With the utmost impatience we are yearning for the war to cease, for the moment when we step on a gang-plank again, only this time homeward bound. We may leave these islands to move to more forward areas in this Theatre, but more than likely we will be departing for San Francisco. Whatever our destination, most of us will want to turn, to pause for a long moment for a last look at our island. Who can say what thoughts will crowd our minds in that mighty moment? Memories of these years spent in the Army of the United States, the hard-learned lessons which are ours because we have been here, "somewhere in the Marianas.” It may well be that peace will settle over the whole world on that joyous day, and the realization of it will gladden and enliven a billion hearts now broken with pain and grief. And we will be heading home, knowing full well that the fight for a human way of life for ourselves and for all humanity must go on with the same intensity, sacrifice, and devotion which spurred the United Nations to wrest unquestionable victory from the enemy. Through the years to come we know we can best wage this struggle with continued learning and uninterrupted self-development. We must lose our lives to the ceaseless pursuit of truth--that which is, and to the sincere effort to translate the knowledge we gain, the creeds we profess, into bur daily lives, in all our dealings with other men, in our inmost selves. Slowly--ever so slowly but certainly--men are beginning to realize that a better world, a happier life for all mankind, is built first in men's hearts. The kingdom of heaven begins not with our governments, our leaders, or our neighbors, but in our own hearts. No need to search the earth for a Utopia. Look within yourself.

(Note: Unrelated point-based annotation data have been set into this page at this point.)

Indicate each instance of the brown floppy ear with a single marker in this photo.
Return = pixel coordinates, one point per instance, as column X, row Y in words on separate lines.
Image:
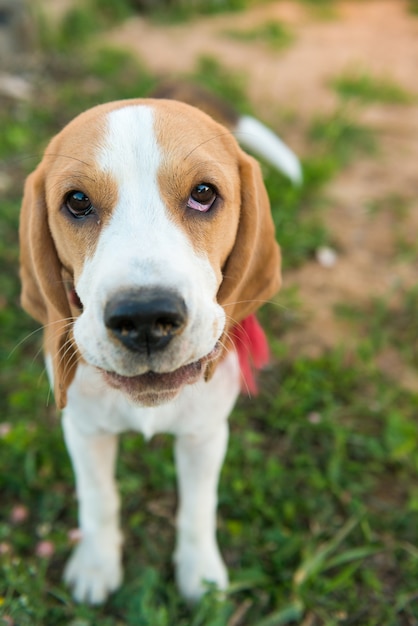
column 251, row 275
column 43, row 293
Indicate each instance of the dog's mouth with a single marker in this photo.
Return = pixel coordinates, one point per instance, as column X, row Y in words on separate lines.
column 154, row 388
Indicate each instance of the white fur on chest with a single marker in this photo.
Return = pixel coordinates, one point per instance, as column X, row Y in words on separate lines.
column 96, row 408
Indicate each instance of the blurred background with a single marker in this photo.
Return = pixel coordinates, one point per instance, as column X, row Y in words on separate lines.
column 318, row 511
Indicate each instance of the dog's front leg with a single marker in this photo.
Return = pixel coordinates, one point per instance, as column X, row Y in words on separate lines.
column 94, row 569
column 197, row 556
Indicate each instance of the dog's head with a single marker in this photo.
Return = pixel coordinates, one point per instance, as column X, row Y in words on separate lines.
column 146, row 234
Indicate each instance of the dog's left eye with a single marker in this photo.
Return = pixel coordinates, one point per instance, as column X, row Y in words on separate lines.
column 202, row 197
column 78, row 204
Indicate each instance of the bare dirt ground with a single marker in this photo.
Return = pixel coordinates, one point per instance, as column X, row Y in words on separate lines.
column 379, row 36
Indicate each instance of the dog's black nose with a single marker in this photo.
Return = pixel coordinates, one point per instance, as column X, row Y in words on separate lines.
column 146, row 320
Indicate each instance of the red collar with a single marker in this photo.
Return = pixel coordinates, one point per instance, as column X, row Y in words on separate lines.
column 253, row 352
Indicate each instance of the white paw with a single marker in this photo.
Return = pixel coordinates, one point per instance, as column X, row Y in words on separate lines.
column 196, row 568
column 94, row 569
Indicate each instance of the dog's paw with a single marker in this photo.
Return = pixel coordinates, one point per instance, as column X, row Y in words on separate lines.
column 94, row 569
column 197, row 570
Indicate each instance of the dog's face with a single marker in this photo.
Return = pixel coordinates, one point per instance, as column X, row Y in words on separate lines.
column 145, row 234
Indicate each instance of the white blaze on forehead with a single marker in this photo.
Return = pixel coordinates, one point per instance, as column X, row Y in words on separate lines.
column 141, row 244
column 131, row 153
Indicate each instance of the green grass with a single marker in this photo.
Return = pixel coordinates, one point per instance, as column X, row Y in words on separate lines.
column 319, row 493
column 367, row 89
column 273, row 34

And so good-bye, Tinian, Saipan, and Guam. Good-bye to C-rations and tents and pre-fabs, to out-door theatres and slippery roads, to humble chapels and Canebrake College, to jagged, cliff-rimmed shores. Good-bye to rugged slopes pocked with caves and draped with thickets of tough vegetation, to island natives and their ruined shrines. Good-bye to peaceful loveliness, to the companionship and the bitter loneliness we shared with all our buddies. Good-bye to white coral and pinks horizons, to the restlessness and eagerness, the patience and hard work--all of them now somehow caught up in the magic name, Marianas Islands.